Arrow-right Camera
The Spokesman-Review Newspaper
Spokane, Washington  Est. May 19, 1883

Mideast concert series strikes note of hope


Jody Graves, right, performed for Saudi women who had never before seen a piano live before.
 (Photo Courtesy of Waleed Elmawieh / The Spokesman-Review)
Jamie Tobias Neely Staff writer

One morning last December, EWU piano professor Jody Graves was drinking a cup of coffee when her phone rang.

It was the cultural attaché from the American embassy in Bahrain. He called to ask if she’d consider flying to the Arabian Peninsula to perform.

Soon she was on the phone with her friends in the Sapphire Trio, former colleagues at the University of Montana, Margaret Baldridge, a violinist, and Maxine Ramey, who plays clarinet. When she said, “We have a concert in the Middle East,” she first heard silence on the other end.
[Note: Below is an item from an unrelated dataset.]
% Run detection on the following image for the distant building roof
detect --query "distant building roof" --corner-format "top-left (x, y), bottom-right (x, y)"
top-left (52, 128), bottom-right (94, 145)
It would mean flying right into the most unstable region in the world, calling doctors for hepatitis shots and tracking down Web sites to order Muslim clothing and a colorful hijab to cover Graves’ long blond mane. And once they arrived, there would be armored vehicles, soldiers bearing automatic weapons and concerts in compounds with barbed wire, thick concrete walls and bullet-proof glass. Graves, a fearless woman who believes Americans shouldn’t be killing people, said, “Let’s go.”

And so on May 11, they went. Their itinerary included Bahrain, Qatar, Saudi Arabia and Kuwait, where they played American music such as Gershwin’s “Rhapsody in Blue” and a medley from “The Wizard of Oz.”

Television cameras and news reporters followed Graves and her friends throughout the region, except in Saudi Arabia, where their visit was largely kept secret. Muslim women seldom perform music publicly in this part of the world, and in Saudi, religious leaders frown on music, believing it distracts from the worship of God. So the American women’s 14 concerts and lecture recitals in 12 days struck Arab journalists as major news.

As the women crossed the border into Saudi, they hid the clarinet and the violin under the car seat. When Graves waited in the hotel lobby, unescorted and without a long black abaya covering her clothing, she felt the stares of Arab men. It was as if a lion, some wild creature, had suddenly appeared in that room.

In Saudi the trio performed a concert for an all-women audience. The Arab women wore burqas over their faces and rode in cars with chauffeurs, because they aren’t allowed to drive. After they threw off their outer robes, the women told the trio that if their status is to change in their country, it will be the women who will change it.

Many Saudi women had heard the piano on satellite television, but had never seen the instrument in person. One young woman told Graves, “Your music gives my heart hope.”

Graves invited her to sit on the piano bench and to arrange her hands on the black keys. “It was like she was touching the cheek of a baby,” Graves said.

“(Afterward) she went back to her repressive life where she’s not allowed to play music. But it’s her dream.”

The concerts in Bahrain, Qatar and Kuwait were freer. In Bahrain, a conservative newspaper columnist wrote that the trio had put a whole new face on America. “These are the types of ambassadors we would like to see America send to our region, its ambassadors of arts and culture, not its Marines and bloodshed,” the columnist wrote.

An American soldier who had just flown away from the violence in Baghdad a few hours earlier attended one concert. “You took me from a place of horror to a place that is normal that I had forgotten,” he told Graves afterward. “The music made my heart beat slower for the first time that I can remember.”

On the last night, the trio performed in Kuwait City, less than 100 miles from Iraq. An Arab man wearing a long, white dishdasha stood up in the audience and asked Graves to sing. She hadn’t expected that, but in the moment, the contemporary words of an old American hymn came to her. She changed one word in the title, from “I” to “we,” and as the sun set and the shadows deepened, she sang two verses a cappella to the crowd of 200 Muslims. She concluded,

“And though the tempest around me roars/ I hear the truth it lives,

And though the darkness round me close, /Songs in the night it gives.

No storm can shake my inmost calm, /While to that rock I’m clinging

If love abounds on heaven and earth, / How can we keep from singing?”

As her song ended, she looked down to see people weep.